笑いの根幹にあるのは、いつだって誰かの不幸である

 急いては事を仕損じる。というが、ものごとに慎重になりすぎるのも考えものだ。光陰矢の如し。それが人生一度きりの学生生活だとしたら、尚更である。つまり、つまりだ。僕がこうして手をこまねいてる間にも、佐山と一緒に登校するはずの回数や、放課後デートする回数。更には、ストロベリーのかほりと噂の、せ……接吻をする機会チャンスが目に見えて失われていくということである。


「橘!よく聞くんだ。僕や君にも幸せになる権利はある!だから、僕に協力してくれないか?」


 勿論不器用過ぎる彼女に同情した面もある。だが、それより何より橘環という絶好の協力者を逃してなるものかという思いが、僕の行動を大胆にした。


「い、一之瀬くん……ワタシ達、はまだ……早いと思うの」

「へ?」


 顔を紅くし、伏し目がちにそう言う橘の声で我にかえる。

 状況だけ見れば、人気ひとけの無い放課後の教室で、さして仲良くも無い女子の手を握りしめているのだ。客観的に見て、これはキモい。キモ・オブ・キモ。ただ、運良く憲法の監視をすり抜けただけの性犯罪者と言っても過言ではない。……いや、それは過言だった。と、言うより過言だと言ってくれ。


「ゴメン!」


 慌てて両手を離すと、ただただ謝罪の言葉を繰り返す。この挙動不審さが、より変質者感を増大させるのだろう。こうやって自らを俯瞰の視点で眺め、僕は自己を分析することができるのだ。
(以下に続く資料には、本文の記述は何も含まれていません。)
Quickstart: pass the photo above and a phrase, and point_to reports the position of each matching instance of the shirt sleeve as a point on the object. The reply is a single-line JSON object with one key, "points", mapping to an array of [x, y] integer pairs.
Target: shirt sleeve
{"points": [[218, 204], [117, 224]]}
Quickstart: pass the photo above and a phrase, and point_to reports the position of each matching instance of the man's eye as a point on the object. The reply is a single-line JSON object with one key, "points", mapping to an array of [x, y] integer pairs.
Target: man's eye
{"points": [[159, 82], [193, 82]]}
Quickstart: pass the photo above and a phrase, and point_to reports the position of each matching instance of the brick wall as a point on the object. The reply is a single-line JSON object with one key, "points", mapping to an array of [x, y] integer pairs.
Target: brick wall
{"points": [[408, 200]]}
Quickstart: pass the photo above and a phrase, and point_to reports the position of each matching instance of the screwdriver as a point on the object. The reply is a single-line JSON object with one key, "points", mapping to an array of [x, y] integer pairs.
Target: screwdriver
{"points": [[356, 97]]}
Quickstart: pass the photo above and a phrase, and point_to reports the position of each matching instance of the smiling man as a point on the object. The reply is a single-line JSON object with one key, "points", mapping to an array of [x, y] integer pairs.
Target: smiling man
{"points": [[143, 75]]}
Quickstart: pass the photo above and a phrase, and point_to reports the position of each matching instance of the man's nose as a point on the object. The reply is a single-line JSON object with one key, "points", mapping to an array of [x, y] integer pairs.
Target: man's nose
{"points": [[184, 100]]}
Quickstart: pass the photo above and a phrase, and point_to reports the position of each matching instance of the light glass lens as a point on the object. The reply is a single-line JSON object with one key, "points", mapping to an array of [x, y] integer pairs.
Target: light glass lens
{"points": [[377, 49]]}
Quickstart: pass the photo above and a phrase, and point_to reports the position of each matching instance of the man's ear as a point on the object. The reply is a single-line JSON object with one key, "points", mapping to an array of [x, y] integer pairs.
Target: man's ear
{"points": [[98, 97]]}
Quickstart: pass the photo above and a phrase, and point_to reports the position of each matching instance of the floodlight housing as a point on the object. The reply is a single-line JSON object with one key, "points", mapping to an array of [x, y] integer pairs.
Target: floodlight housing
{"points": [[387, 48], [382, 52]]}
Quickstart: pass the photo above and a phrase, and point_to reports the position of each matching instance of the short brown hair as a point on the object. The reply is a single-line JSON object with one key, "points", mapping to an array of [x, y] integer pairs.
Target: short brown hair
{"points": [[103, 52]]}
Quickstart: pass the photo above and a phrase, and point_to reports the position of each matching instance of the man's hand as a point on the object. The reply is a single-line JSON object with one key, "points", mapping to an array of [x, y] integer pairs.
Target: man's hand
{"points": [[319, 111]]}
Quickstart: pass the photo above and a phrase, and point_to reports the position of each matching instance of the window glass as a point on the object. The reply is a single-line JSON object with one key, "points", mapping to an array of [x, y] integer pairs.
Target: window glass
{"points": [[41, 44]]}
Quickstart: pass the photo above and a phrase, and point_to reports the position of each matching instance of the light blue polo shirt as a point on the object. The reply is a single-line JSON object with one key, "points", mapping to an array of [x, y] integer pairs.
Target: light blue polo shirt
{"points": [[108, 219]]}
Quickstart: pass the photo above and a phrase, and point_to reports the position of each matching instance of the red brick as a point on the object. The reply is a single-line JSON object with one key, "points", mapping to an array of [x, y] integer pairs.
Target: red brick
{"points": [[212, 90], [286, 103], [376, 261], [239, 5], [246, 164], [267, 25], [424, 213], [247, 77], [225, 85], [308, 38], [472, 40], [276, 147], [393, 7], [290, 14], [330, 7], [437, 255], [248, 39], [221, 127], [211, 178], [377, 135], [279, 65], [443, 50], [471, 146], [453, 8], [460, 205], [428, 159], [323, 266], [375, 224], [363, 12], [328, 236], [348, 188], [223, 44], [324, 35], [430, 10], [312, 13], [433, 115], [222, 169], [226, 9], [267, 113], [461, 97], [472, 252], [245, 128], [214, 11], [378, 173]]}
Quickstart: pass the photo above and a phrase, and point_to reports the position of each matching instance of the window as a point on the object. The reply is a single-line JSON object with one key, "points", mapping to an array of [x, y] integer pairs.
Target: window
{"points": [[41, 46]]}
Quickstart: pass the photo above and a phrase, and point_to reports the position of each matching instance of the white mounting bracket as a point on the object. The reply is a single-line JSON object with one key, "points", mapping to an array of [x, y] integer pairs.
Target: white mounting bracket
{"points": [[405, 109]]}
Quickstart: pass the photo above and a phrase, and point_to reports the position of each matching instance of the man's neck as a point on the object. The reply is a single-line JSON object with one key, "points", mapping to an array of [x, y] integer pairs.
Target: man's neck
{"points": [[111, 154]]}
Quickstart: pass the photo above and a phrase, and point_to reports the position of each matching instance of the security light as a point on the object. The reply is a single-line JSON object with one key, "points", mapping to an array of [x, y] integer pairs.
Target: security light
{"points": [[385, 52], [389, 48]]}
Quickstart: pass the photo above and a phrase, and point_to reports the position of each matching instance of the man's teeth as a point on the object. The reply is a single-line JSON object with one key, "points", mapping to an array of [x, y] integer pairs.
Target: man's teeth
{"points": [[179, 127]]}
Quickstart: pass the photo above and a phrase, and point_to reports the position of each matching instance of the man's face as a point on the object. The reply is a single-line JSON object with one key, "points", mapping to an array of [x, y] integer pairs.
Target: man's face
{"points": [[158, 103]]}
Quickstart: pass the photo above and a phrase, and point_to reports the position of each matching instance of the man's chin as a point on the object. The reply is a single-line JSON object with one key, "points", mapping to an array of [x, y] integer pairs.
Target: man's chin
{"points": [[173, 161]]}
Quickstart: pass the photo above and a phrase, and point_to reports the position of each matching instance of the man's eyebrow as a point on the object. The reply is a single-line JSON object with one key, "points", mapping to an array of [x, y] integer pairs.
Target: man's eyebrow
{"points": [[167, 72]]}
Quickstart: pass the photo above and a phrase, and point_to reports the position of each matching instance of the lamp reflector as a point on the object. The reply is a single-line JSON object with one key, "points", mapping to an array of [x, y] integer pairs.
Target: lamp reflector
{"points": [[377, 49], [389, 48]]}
まあ、分析したからといって、次に活かせる保証もないのだが。

 情けなくも、アタフタする僕に向かって橘は小首を傾げた。


「どしたの?一之瀬くん。……ところで、協力してほしいって、何の話?」

「あ、ああ。その前に確認なんだが、橘は榊原の事が好きなんだな?」

「うん」

「でも、アイツが佐山と付き合ってるから、諦めてるんだな」

「……うん」

「そうか。なら、僕と協力してあの二人を別れさせないか?そしたら橘は榊原と付き合えるじゃないか」

「………………えっ!?」


 ツーテンポ遅れて橘の体が跳ねる。予想だにしなかった誘いに一瞬、脳がショートしたのだろう。
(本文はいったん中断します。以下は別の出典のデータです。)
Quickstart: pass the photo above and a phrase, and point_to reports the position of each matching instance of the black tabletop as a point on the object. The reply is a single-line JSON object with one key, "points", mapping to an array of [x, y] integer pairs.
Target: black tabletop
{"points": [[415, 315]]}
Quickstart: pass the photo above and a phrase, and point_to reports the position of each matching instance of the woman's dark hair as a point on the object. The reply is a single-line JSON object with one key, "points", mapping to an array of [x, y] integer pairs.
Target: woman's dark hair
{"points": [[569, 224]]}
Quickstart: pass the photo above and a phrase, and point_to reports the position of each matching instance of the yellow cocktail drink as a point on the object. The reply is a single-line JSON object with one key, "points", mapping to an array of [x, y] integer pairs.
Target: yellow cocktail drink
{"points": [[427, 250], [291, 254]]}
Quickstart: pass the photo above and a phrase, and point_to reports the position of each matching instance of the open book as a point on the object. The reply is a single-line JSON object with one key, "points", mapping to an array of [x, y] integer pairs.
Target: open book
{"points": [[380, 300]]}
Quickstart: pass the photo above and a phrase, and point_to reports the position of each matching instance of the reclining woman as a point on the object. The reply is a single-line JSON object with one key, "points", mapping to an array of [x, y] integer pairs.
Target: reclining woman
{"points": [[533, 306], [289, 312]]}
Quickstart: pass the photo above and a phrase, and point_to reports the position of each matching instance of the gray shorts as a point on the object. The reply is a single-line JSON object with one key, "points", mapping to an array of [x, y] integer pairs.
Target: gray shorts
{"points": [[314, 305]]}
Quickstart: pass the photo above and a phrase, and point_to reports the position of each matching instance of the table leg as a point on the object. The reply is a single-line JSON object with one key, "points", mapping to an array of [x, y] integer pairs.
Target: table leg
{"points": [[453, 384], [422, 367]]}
「実は僕にもある事情があってね。あの二人には別れてもらいたいんだ」

「で、でも。そんな事したら、あの……良くないと思う」

「どうしてだ?」

「だって……」


 もにょもにょと口ごもる橘。


「あのな、橘。よく聞いてくれ」


 言い聞かせるように、橘の肩に手を置く。それに反応した彼女の体がびくっと跳ねた。……やべ、またやっちった。
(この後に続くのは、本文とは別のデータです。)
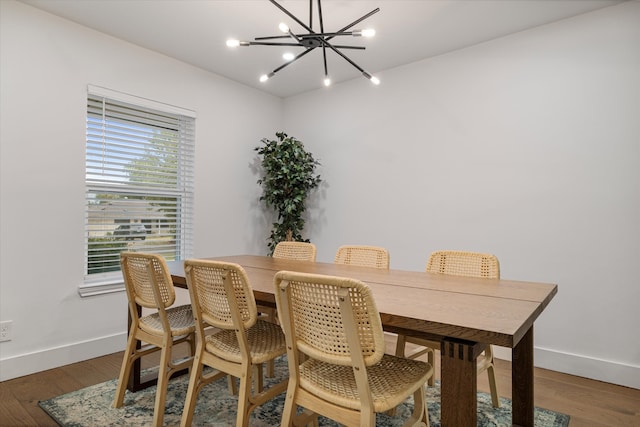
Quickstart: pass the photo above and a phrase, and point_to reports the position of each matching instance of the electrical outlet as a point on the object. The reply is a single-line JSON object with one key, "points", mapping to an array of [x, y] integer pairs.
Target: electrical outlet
{"points": [[6, 330]]}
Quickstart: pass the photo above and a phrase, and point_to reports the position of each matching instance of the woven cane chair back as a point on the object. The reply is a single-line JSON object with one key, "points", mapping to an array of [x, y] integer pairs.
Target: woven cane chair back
{"points": [[321, 329], [362, 255], [462, 263], [335, 351], [301, 251], [209, 282], [142, 273]]}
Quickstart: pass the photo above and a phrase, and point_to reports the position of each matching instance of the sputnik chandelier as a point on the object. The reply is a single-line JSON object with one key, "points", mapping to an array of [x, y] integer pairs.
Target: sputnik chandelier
{"points": [[311, 40]]}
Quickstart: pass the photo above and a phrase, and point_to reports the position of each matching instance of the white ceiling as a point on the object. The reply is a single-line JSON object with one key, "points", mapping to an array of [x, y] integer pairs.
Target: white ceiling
{"points": [[195, 31]]}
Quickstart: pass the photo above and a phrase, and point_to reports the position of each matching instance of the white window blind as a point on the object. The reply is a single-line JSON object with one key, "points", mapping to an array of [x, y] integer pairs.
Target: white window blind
{"points": [[139, 184]]}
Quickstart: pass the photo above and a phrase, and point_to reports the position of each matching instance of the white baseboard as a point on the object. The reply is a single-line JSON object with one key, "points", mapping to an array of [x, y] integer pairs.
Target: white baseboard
{"points": [[573, 364], [30, 363], [580, 365]]}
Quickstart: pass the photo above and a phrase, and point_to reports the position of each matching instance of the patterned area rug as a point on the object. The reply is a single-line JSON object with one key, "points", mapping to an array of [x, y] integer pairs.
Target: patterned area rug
{"points": [[91, 407]]}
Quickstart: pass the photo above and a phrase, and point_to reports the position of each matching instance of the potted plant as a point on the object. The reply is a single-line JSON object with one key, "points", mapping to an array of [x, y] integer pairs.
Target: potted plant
{"points": [[288, 176]]}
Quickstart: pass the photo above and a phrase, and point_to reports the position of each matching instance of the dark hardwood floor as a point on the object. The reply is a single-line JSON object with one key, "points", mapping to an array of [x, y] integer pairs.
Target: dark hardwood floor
{"points": [[588, 402]]}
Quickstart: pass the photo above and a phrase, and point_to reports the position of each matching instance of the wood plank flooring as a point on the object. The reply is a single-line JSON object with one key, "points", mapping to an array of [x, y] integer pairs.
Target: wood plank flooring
{"points": [[589, 403]]}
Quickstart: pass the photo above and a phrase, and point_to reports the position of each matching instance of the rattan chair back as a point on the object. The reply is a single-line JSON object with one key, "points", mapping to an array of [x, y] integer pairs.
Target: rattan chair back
{"points": [[335, 350], [239, 342], [463, 263], [362, 255], [149, 285], [147, 279], [320, 310], [301, 251], [220, 290]]}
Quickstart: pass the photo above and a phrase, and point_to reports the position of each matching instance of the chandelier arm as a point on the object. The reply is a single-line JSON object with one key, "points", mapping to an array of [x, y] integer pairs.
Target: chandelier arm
{"points": [[339, 46], [357, 21], [274, 44], [291, 15], [330, 46], [300, 55], [271, 37], [319, 16]]}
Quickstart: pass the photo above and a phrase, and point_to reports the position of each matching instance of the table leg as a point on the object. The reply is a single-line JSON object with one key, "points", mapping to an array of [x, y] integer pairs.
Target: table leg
{"points": [[522, 381], [459, 369]]}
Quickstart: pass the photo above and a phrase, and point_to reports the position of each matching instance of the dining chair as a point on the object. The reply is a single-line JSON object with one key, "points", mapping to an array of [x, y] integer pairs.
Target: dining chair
{"points": [[362, 255], [336, 354], [222, 298], [148, 284], [467, 264], [303, 251], [300, 251]]}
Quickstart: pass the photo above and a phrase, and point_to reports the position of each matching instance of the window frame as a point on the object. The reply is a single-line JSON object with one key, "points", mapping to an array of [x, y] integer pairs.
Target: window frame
{"points": [[108, 282]]}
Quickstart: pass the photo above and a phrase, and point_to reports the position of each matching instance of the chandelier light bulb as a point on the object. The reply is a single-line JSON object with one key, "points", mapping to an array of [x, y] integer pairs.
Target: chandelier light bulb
{"points": [[369, 32], [265, 77]]}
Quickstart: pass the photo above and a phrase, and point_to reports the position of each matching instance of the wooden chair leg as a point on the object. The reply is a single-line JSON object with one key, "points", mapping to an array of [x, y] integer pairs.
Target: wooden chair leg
{"points": [[164, 372], [192, 393], [125, 371], [495, 399]]}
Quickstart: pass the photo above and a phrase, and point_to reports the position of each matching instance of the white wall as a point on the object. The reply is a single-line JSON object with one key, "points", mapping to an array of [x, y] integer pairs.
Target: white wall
{"points": [[527, 147], [46, 65]]}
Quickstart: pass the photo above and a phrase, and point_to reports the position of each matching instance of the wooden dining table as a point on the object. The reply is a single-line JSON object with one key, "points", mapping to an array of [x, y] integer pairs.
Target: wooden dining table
{"points": [[464, 314]]}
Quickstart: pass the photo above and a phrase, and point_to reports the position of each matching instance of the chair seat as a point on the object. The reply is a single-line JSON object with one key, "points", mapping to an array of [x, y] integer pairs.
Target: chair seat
{"points": [[266, 341], [389, 381], [180, 319]]}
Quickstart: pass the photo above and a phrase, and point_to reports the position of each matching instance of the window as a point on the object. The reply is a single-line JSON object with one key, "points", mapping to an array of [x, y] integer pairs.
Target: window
{"points": [[139, 184]]}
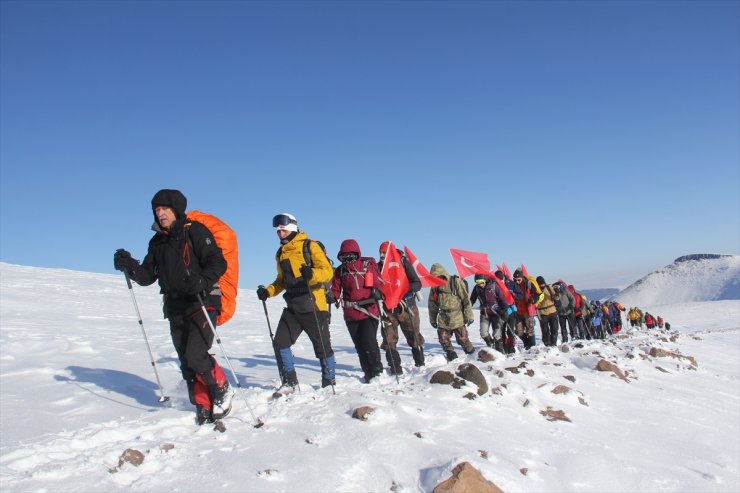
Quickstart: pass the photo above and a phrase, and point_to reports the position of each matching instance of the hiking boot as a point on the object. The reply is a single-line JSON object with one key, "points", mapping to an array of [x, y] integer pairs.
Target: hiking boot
{"points": [[222, 398], [498, 346], [203, 415], [418, 354]]}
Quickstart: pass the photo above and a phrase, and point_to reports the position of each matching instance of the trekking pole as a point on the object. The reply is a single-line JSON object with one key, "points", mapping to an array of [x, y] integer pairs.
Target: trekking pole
{"points": [[318, 328], [272, 338], [382, 312], [258, 422], [162, 398]]}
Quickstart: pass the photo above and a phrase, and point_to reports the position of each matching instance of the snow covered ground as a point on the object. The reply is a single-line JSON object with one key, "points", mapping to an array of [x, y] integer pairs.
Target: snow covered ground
{"points": [[78, 389]]}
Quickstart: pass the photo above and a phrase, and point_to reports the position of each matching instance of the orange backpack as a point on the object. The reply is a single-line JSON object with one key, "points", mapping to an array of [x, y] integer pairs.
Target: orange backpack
{"points": [[226, 240]]}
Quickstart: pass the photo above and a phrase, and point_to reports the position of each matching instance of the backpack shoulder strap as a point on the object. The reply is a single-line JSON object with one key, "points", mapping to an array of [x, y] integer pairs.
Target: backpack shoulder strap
{"points": [[307, 252]]}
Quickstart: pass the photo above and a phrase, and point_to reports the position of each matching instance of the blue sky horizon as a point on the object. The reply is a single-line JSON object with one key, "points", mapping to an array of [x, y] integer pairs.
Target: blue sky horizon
{"points": [[591, 141]]}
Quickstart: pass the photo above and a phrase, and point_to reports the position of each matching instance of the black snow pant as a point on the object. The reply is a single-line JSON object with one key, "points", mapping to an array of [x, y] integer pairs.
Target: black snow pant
{"points": [[192, 338], [549, 327], [364, 334], [292, 325]]}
 無自覚セクハラを誤魔化すように、僕は持論を展開した。


「他人の幸せを守る為、自分の幸せを我慢するのは間違ってる!人は皆、自分の幸福の為に努力すべきなんだ。その結果、幸せな者・不幸せな者の序列が出来てしまうのは仕方がないこと。……そして、あの二人を別れさせようとする行為は、僕達の未来の幸せの為に必要な事なんだ!」

「そうなのかなぁ?」

「そうだとも!」


 僕はまるで街頭演説のように腕を振り上げる……なんだかノッてきた。


「そもそも人間は他人の不幸が大好きだ。そんなヤツらばかりの社会に溶け込んでいくには、僕達も他人の不幸を喜ぶくらいの気概がないとやっていけないぞ。僕なんて他人の不幸でご飯三杯はイケるからな」

「で、でも。人の不幸を笑うのはいけないって道徳の授業とかでも言ってたよ?」

「あんなものは建前だ。言い訳だ。カッコつけだ。皆ウソついてるんだよ。事実、ニュースやSNSでは毎日人の不幸を流しているだろ?バラエティ番組だって出演者が酷い目にあってるのを見て笑うじゃないか?」

「……たしかに」

「だろ?だから橘だってアイツらの不幸なんて気にしなくていいんだ。むしろその後、橘みたいな可愛い子と付き合えるんだから榊原は幸せだよ」

「……可愛い」


 勢いで何か恥ずかしいことを口走った気がするが、街頭演説モードの僕にそんなことは関係ない。

 一通り話し終わると、橘の方を向く。彼女も何かを決心したように頷いた。